New Media informs Chinese quake response

In the wake of the catastrophic earthquake in central China last week, the western media has reported on the role that new media – blogs, mobile phones, and instant messages – have played in communicating news of the earthquake around China. These communications mark a vast change in the flow of information surrounding a disaster from previous disasters in China.

From Cara Anna of the Associated Press:

Almost nonstop, the uncensored opinions of Chinese citizens are popping up online, sent by text and instant message across a country shaken by its worst earthquake in three decades.

"Why were most of those killed in the earthquake children?" one post asked Thursday on FanFou, a microblogging site.

"How many donations will really reach the disaster area? This is doubtful," read another.

China is now home to the world's largest number of Internet and mobile phone users, and their hunger for quake news is forcing the government to let information flow in ways it hasn't before.

A fast-moving network of text messages, instant messages and blogs has been a powerful source of firsthand accounts of the disaster, as well as pleas for help and even passionate criticism of rescue efforts.

"I don't want to use the word transparent, but it's less censored, an almost free flow of discussion," said Xiao Qiang, a journalism professor at the University of California, Berkeley, and director of the China Internet Project, which monitors and translates Chinese Web sites.

China is well known for controlling the flow of information.

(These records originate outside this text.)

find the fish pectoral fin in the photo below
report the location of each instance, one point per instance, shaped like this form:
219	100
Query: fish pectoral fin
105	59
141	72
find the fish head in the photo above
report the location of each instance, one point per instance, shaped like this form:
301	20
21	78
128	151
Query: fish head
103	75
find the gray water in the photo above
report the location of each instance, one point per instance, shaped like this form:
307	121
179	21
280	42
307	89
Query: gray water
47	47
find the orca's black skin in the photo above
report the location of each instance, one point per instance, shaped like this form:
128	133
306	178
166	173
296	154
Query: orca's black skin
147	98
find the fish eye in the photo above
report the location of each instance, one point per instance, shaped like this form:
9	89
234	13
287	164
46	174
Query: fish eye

"We didn't know that hundreds of thousands of lives passed away during the Tangshan earthquake in 1976 until many years after the disaster took place," sociologist Zheng Yefu said in a commentary last week in the Southern Metropolis News.

But word about Monday's magnitude 7.9 quake spread quickly on Web sites and microblogging services, in which users share short bursts of information through text and instant messages. The services also publish the messages online.

"It all depends on the users; we don't edit it," FanFou founder Wang Xin said. "We just gather their words together."

A string of crises over the last few months — including crippling snowstorms and Tibetan protests — has taught the government a few lessons, Berkeley's Xiao said.

Government officials held a rare, real-time online exchange with ordinary Chinese on Friday to answer angry questions about why so many schools collapsed in the quake.

"They understand better now that to react slowly or to cover up in the Internet age is a bad idea," Xiao said in a telephone interview.

But the government is still monitoring the online conversation. Seventeen people have been detained since the earthquake, warned or forced to write apologies for online messages that "spread false information, made sensational statements and sapped public confidence," the state-run news agency, Xinhua, reported Thursday.

Even as recently as the SARS crisis, the Chinese government did not seem to understand the beneficial role of an uncensored press. Instead of allowing the media to report on the public health crisis, Chinese officials censored reports of the disease. This new media, particularly text messages via mobile communications devices, exist in great degree outside of the government’s ability to censor. NDN has written about the impact these devices are having on Chinese political movements and the power of mobile bring about major societal changes – from governance to public health.

The impact that these mobile phones has on communications in China will be far reaching. The Chinese government has been realizing that a free(er) press and communications flow serves an important role in distributing reliable information in the wake of disasters. While the blogging and texting has been valuable, rumors circulated wildly in these unrestricted media. The introduction of these technologies to the information market in China will have a profound effect on its openness going forward, as new media will doubtless improve both government responsiveness and the ability of, and necessity for, traditional media to function.